Airbnb was recently able to work with New York authorities and reach an agreement to address local concerns. In other locations, it has already begun collecting and remitting hotel taxes as part of its Shared City initiative. The platform also runs a disaster recovery program as part of which many of its hosts offer shelter to those in need in emergency situations. A new 24/7 neighbor hotline was also put in place in addition to the other safety initiatives it has for hosts and guests.

Taking on their safety responsibility, sharing economy companies are working proactively with the insurance companies to cover any insurance gaps.

The more established startups, such as Airbnb, Uber, Lyft, RelayRideas and others, already have comprehensive coverage packages in place but there is room for growth.

According to the panelists at one of the sessions, the insurance companies will inevitably have to offer more, better and cheaper products for the sharing economy. As younger generations continue to choose urban lifestyle with less ownership and more sharing options, the industry will eventually have to follow its customers.

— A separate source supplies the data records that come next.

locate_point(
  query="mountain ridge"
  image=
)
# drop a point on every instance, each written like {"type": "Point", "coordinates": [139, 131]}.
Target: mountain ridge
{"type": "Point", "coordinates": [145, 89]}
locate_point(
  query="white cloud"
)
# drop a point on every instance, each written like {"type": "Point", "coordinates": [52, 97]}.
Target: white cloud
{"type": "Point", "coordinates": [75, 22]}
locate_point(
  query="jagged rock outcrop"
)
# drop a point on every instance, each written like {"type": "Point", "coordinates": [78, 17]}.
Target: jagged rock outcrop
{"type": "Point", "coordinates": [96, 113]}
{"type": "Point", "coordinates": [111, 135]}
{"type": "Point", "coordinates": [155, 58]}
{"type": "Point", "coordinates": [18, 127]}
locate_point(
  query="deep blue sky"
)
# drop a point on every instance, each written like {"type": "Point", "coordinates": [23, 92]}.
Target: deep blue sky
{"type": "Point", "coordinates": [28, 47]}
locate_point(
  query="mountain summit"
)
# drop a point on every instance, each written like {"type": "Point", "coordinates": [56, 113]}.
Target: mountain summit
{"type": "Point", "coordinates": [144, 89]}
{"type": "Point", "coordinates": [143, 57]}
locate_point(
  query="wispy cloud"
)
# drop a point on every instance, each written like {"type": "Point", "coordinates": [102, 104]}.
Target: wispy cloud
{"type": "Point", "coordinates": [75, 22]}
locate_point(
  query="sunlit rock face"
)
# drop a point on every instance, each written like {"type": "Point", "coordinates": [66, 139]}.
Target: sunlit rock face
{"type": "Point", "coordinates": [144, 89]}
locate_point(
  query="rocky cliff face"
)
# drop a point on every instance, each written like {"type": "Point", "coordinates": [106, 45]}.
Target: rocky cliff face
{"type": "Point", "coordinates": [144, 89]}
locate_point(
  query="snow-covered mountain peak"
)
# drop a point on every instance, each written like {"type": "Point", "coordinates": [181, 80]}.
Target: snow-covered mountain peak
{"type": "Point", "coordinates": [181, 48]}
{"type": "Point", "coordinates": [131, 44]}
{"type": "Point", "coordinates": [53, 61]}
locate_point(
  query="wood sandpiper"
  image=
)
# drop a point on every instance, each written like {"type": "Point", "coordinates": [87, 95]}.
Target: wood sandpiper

No matter what challenges and responsibilities the sharing economy is yet to face as it matures, it is not diverting from its growth course. According to the thought leaders of the movement, the genie is definitely out of the bottle and it is not going back. The trend is making a gradual but permanent change in the way we live, trade and travel.

“The sharing economy has changed the definition of a stranger,” said Sunil Paul, co-founder and CEO of Sidecar. And his words hold particularly true in the growing world of shared travel.